Change the print statement at the end to:

print implode($comma, $values) ."%recordseparator%";

and change the $comma definition to:

$comma = t(',%CONTENTSEPARATOR%');

Then you can tell the node_import module that your field separators are ,%CONTENTSEPARATOR% (note the leading comma; I left that in so it is still strictly speaking a CSV ie comma-sep file), and use %recordseparator% for your record separator.

It worked fine for me. Hope it helps someone.

Jeff

neclimdul’s picture

Jeff is mostly right, That is the line that you should change. It is in a theme function so I would override that as you would any-other theme function.

Just to be clear, the paired quotes is the way its documented in the CSV RFC. I'm not sure why node_import wouldn't follow this.

I'm also curious why this is an issue since node_import does its own exporting.

jeff h’s picture

I'm also curious why this is an issue since node_import does its own exporting.

Hmm, I don't believe node_import does exporting; please correct me if I'm wrong. There are several discussions in its issue queue about how to export data in the first place, and it seems to me that the only reliable batch-able way is creating a view with this module.

Jeff

neclimdul’s picture

My mistake, I seem to have been mislead by something I was told about the module. I've reopened an issue in their queue regarding this as I believe it is actually a bug in node_import.
#273939: Correct Way to Escape single and double quotes (' & ")?

bryancasler’s picture

#5 this is exactly what I wanted, but I've tried your patches on the current 5.x dev build, 5.x-1.1 build and the 5.x-1.2-alpha2 build, yet none of those work.

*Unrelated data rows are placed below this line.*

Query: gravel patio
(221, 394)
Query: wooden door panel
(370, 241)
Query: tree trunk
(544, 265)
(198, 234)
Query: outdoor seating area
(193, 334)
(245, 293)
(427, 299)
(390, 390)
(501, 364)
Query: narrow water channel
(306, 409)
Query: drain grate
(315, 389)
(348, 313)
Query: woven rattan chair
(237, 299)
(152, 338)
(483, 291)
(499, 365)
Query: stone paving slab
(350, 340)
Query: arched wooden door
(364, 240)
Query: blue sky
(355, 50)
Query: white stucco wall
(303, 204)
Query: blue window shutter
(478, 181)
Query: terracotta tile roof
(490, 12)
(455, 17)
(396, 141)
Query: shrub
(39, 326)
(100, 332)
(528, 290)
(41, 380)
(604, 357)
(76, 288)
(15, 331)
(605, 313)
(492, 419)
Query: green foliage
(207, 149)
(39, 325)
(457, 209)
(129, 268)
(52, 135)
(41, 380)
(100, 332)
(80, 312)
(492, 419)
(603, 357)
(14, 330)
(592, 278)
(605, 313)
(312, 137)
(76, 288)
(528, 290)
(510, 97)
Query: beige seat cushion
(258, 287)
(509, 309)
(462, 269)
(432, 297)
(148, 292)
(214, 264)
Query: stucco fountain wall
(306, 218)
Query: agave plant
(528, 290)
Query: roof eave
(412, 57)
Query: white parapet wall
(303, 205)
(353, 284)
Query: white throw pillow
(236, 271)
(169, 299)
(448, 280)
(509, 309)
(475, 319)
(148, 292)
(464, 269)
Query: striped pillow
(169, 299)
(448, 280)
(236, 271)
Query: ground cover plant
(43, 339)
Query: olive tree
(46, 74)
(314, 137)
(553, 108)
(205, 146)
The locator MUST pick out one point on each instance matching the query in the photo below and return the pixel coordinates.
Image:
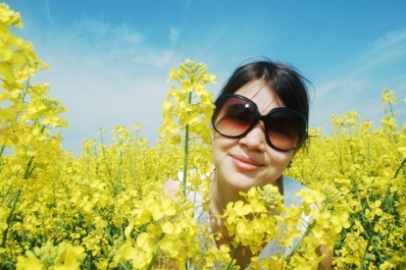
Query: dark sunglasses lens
(285, 129)
(235, 116)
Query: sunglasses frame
(222, 99)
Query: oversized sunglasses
(235, 116)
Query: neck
(221, 194)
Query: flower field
(106, 209)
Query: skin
(242, 163)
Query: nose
(255, 140)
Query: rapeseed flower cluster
(106, 209)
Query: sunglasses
(236, 115)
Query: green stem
(2, 150)
(365, 254)
(186, 151)
(308, 230)
(5, 232)
(234, 256)
(27, 171)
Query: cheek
(280, 159)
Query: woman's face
(242, 163)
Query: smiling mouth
(246, 164)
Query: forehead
(262, 94)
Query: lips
(246, 163)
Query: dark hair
(288, 84)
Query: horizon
(110, 62)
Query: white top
(290, 187)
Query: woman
(260, 122)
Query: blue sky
(110, 59)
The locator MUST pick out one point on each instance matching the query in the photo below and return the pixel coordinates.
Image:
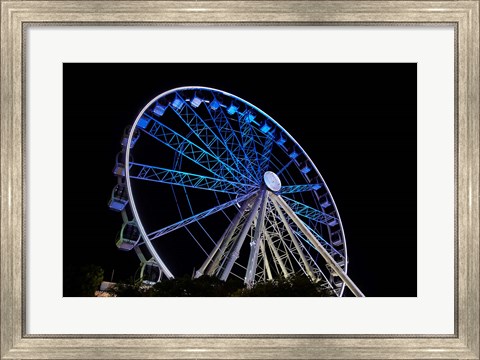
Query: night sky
(357, 123)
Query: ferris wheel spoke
(266, 154)
(310, 213)
(236, 138)
(290, 189)
(180, 178)
(205, 133)
(230, 138)
(187, 148)
(318, 246)
(180, 224)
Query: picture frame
(16, 344)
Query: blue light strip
(188, 149)
(205, 134)
(180, 178)
(290, 189)
(309, 212)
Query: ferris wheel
(217, 184)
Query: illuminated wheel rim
(245, 193)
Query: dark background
(357, 122)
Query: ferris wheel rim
(230, 95)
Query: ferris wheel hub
(272, 181)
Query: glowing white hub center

The HTML output in the .doc files is exactly what I want, but I need it in CSV format so that I can import it. I know it's a year+ later, but would you mind looking at your code again and see if something might be missing from it?

dgastudio’s picture

+1

ahtih’s picture

Title: Can an CSV Export Preserve Links, Formatting, Etc. in Fields? » [PATCH] Can an CSV Export Preserve Links, Formatting, Etc. in Fields?
Status: Active » Needs review
FileSize
2.2 KB

Here is a patch (against CVS HEAD) that adds option to enable/disable HTML stripping. The default is "enable", i.e. the old functionality.

Pomliane’s picture

Status: Needs review » Closed (won't fix)

This version of Views Bonus Pack is not supported anymore. The issue is closed for this reason.
Please upgrade to a supported version and feel free to reopen the issue on the new version if applicable.

This issue has been automagically closed by a script.